Tag des offenen Denkmals in Homberg (Efze)
500 Gäste erlebten ein ganz besonderes Projekt mit viel Strahlkraft
Projekthof Mühlhausen und das Grebenhaus
Rund 500 Besucherinnen und Besucher kamen über den Tag verteilt in die Hofanlage nach Mühlhausen. Dort hatte die Eigentümer-Familie Oltmer mit einem 14-köpfigen Team von Ehrenamtlichen einzelne Stationen aufgebaut. An der einen konnte man frisch gebackenen Kuchen und Kaffee gegen eine Spende erhalten. Dabei sei das Vorbereitungsteam besonders erwähnt und bedankt, das für Kuchen und Kaffee sorgte. Eine zweite Station bot frische und leckere Backofenpizza zubereitet von Lisa und Max Amling. Neben dem leiblichen Wohl kam auch die Information nicht zu kurz. Ein Team von Restauratoren und Handwerkern (Rainer Scherb, Horst Oltmer, Oliver Raupach, Rainer Herwig und Rainer Danz) kam mit den Gästen ins Gespräch über „Feierabendziegel“, die Sanierung mit Lehmputz, überhaupt sprach man viel über die ökologische Sanierung von altem Wohnbestand und über die Stuckdecke und den Kratzputz des alten Grebenhauses.

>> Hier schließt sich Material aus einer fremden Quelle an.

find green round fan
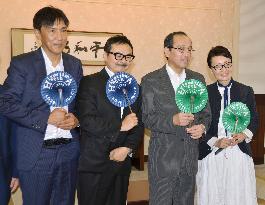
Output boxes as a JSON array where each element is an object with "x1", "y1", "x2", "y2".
[
  {"x1": 175, "y1": 79, "x2": 208, "y2": 113},
  {"x1": 222, "y1": 102, "x2": 250, "y2": 134}
]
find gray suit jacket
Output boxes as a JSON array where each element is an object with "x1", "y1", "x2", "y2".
[{"x1": 141, "y1": 65, "x2": 211, "y2": 177}]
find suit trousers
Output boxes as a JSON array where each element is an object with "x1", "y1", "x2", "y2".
[
  {"x1": 0, "y1": 160, "x2": 12, "y2": 205},
  {"x1": 19, "y1": 140, "x2": 79, "y2": 205},
  {"x1": 77, "y1": 170, "x2": 130, "y2": 205},
  {"x1": 149, "y1": 169, "x2": 196, "y2": 205}
]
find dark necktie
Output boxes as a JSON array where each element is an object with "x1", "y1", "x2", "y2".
[
  {"x1": 215, "y1": 80, "x2": 233, "y2": 155},
  {"x1": 217, "y1": 80, "x2": 233, "y2": 136}
]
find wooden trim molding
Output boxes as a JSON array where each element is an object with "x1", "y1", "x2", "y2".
[{"x1": 128, "y1": 201, "x2": 148, "y2": 205}]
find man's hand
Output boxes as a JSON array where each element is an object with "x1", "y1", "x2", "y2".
[
  {"x1": 109, "y1": 147, "x2": 131, "y2": 162},
  {"x1": 48, "y1": 108, "x2": 67, "y2": 126},
  {"x1": 57, "y1": 113, "x2": 79, "y2": 130},
  {"x1": 186, "y1": 124, "x2": 205, "y2": 139},
  {"x1": 230, "y1": 133, "x2": 247, "y2": 146},
  {"x1": 214, "y1": 138, "x2": 232, "y2": 148},
  {"x1": 173, "y1": 113, "x2": 194, "y2": 126},
  {"x1": 120, "y1": 113, "x2": 138, "y2": 131},
  {"x1": 10, "y1": 178, "x2": 19, "y2": 193}
]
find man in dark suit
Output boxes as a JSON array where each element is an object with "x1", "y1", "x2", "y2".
[
  {"x1": 0, "y1": 85, "x2": 19, "y2": 205},
  {"x1": 76, "y1": 35, "x2": 144, "y2": 205},
  {"x1": 0, "y1": 7, "x2": 83, "y2": 205},
  {"x1": 141, "y1": 32, "x2": 211, "y2": 205}
]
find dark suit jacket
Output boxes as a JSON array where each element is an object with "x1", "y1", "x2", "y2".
[
  {"x1": 0, "y1": 48, "x2": 83, "y2": 171},
  {"x1": 141, "y1": 66, "x2": 211, "y2": 177},
  {"x1": 76, "y1": 68, "x2": 144, "y2": 175},
  {"x1": 0, "y1": 85, "x2": 18, "y2": 204},
  {"x1": 199, "y1": 80, "x2": 259, "y2": 160}
]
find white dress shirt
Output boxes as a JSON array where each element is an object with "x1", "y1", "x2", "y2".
[
  {"x1": 166, "y1": 64, "x2": 186, "y2": 93},
  {"x1": 41, "y1": 48, "x2": 72, "y2": 140}
]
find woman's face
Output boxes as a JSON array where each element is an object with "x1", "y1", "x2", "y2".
[{"x1": 210, "y1": 56, "x2": 233, "y2": 86}]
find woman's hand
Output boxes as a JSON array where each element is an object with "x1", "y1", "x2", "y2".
[
  {"x1": 214, "y1": 138, "x2": 232, "y2": 148},
  {"x1": 230, "y1": 133, "x2": 247, "y2": 146}
]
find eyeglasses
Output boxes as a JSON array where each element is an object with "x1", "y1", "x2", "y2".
[
  {"x1": 108, "y1": 52, "x2": 135, "y2": 62},
  {"x1": 211, "y1": 61, "x2": 232, "y2": 71},
  {"x1": 169, "y1": 46, "x2": 195, "y2": 54}
]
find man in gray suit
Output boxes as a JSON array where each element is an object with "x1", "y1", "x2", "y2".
[{"x1": 141, "y1": 31, "x2": 211, "y2": 205}]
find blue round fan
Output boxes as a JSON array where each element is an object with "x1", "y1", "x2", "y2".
[
  {"x1": 41, "y1": 71, "x2": 77, "y2": 107},
  {"x1": 106, "y1": 72, "x2": 139, "y2": 108}
]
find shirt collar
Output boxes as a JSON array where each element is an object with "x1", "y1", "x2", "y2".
[
  {"x1": 41, "y1": 47, "x2": 63, "y2": 69},
  {"x1": 105, "y1": 66, "x2": 115, "y2": 77},
  {"x1": 166, "y1": 63, "x2": 186, "y2": 79},
  {"x1": 216, "y1": 79, "x2": 233, "y2": 89}
]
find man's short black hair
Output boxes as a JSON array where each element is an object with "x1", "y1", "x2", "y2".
[
  {"x1": 207, "y1": 46, "x2": 232, "y2": 68},
  {"x1": 164, "y1": 31, "x2": 188, "y2": 48},
  {"x1": 104, "y1": 35, "x2": 133, "y2": 54},
  {"x1": 33, "y1": 6, "x2": 69, "y2": 30}
]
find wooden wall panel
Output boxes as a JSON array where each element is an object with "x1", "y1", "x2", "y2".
[{"x1": 251, "y1": 94, "x2": 265, "y2": 164}]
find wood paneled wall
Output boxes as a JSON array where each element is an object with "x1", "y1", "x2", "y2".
[{"x1": 251, "y1": 94, "x2": 265, "y2": 164}]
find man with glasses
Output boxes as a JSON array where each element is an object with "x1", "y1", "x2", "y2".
[
  {"x1": 141, "y1": 31, "x2": 211, "y2": 205},
  {"x1": 76, "y1": 35, "x2": 144, "y2": 205}
]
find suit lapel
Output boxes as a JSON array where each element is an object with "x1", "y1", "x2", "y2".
[
  {"x1": 159, "y1": 66, "x2": 180, "y2": 113},
  {"x1": 185, "y1": 69, "x2": 193, "y2": 80},
  {"x1": 230, "y1": 81, "x2": 241, "y2": 102},
  {"x1": 160, "y1": 66, "x2": 176, "y2": 97},
  {"x1": 62, "y1": 53, "x2": 75, "y2": 111},
  {"x1": 29, "y1": 49, "x2": 49, "y2": 110},
  {"x1": 34, "y1": 48, "x2": 47, "y2": 84},
  {"x1": 100, "y1": 68, "x2": 121, "y2": 120},
  {"x1": 62, "y1": 53, "x2": 72, "y2": 75},
  {"x1": 209, "y1": 82, "x2": 222, "y2": 117}
]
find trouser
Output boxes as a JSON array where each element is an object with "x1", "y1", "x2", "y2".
[
  {"x1": 77, "y1": 164, "x2": 130, "y2": 205},
  {"x1": 149, "y1": 169, "x2": 196, "y2": 205},
  {"x1": 0, "y1": 160, "x2": 12, "y2": 205},
  {"x1": 19, "y1": 140, "x2": 79, "y2": 205}
]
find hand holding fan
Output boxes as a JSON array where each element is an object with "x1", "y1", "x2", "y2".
[{"x1": 215, "y1": 102, "x2": 251, "y2": 155}]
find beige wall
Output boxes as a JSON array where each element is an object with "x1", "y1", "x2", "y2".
[
  {"x1": 0, "y1": 0, "x2": 239, "y2": 84},
  {"x1": 239, "y1": 0, "x2": 265, "y2": 94}
]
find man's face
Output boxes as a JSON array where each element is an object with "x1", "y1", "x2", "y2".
[
  {"x1": 164, "y1": 35, "x2": 192, "y2": 72},
  {"x1": 35, "y1": 20, "x2": 68, "y2": 58},
  {"x1": 104, "y1": 43, "x2": 134, "y2": 73},
  {"x1": 210, "y1": 56, "x2": 233, "y2": 85}
]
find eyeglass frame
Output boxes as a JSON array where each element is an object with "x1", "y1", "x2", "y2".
[
  {"x1": 211, "y1": 61, "x2": 232, "y2": 71},
  {"x1": 107, "y1": 51, "x2": 135, "y2": 62},
  {"x1": 168, "y1": 46, "x2": 195, "y2": 54}
]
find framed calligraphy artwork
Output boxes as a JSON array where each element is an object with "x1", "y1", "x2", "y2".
[{"x1": 11, "y1": 28, "x2": 122, "y2": 66}]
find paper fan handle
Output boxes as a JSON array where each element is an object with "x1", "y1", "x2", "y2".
[
  {"x1": 58, "y1": 88, "x2": 63, "y2": 107},
  {"x1": 215, "y1": 148, "x2": 224, "y2": 155},
  {"x1": 233, "y1": 117, "x2": 238, "y2": 133},
  {"x1": 122, "y1": 88, "x2": 133, "y2": 113},
  {"x1": 189, "y1": 95, "x2": 195, "y2": 127}
]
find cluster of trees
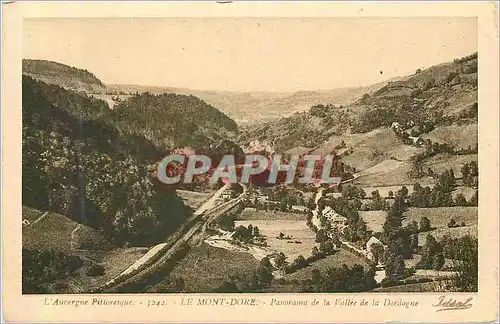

Alles begann mit der Hofanlage
Diese Sanierung der Mühlhäuser Hofanlage an der Frielendorfer Straße 4 begann vor sieben Jahren mit freiwilligen Helferinnen und Helfern. Ein Backofen wurde gebaut, das Hofgebäude wurde von Grund auf saniert: das Dach neu eingedeckt, die Innenwände neu mit Lehm verputzt, die Fußböden mit Holzparkett verlegt usw. Und das alles ehrenamtlich. Den dadurch neu gewonnenen Wohnraum konnten die Gäste jetzt besichtigen. Die neuen Bewohner, das Ehepaar Christina und Julian Schmelzle, öffneten dankenswerterweise ihr privates „Reich“ und so erfuhren Besucherinnen und Besucher, wie energetisch und atmosphärisch warm man dort wohnen kann. Auf diese Weise kommt neues Leben in die Hofanlage und damit ist ein wichtiges Ziel der Sanierung jetzt erreicht.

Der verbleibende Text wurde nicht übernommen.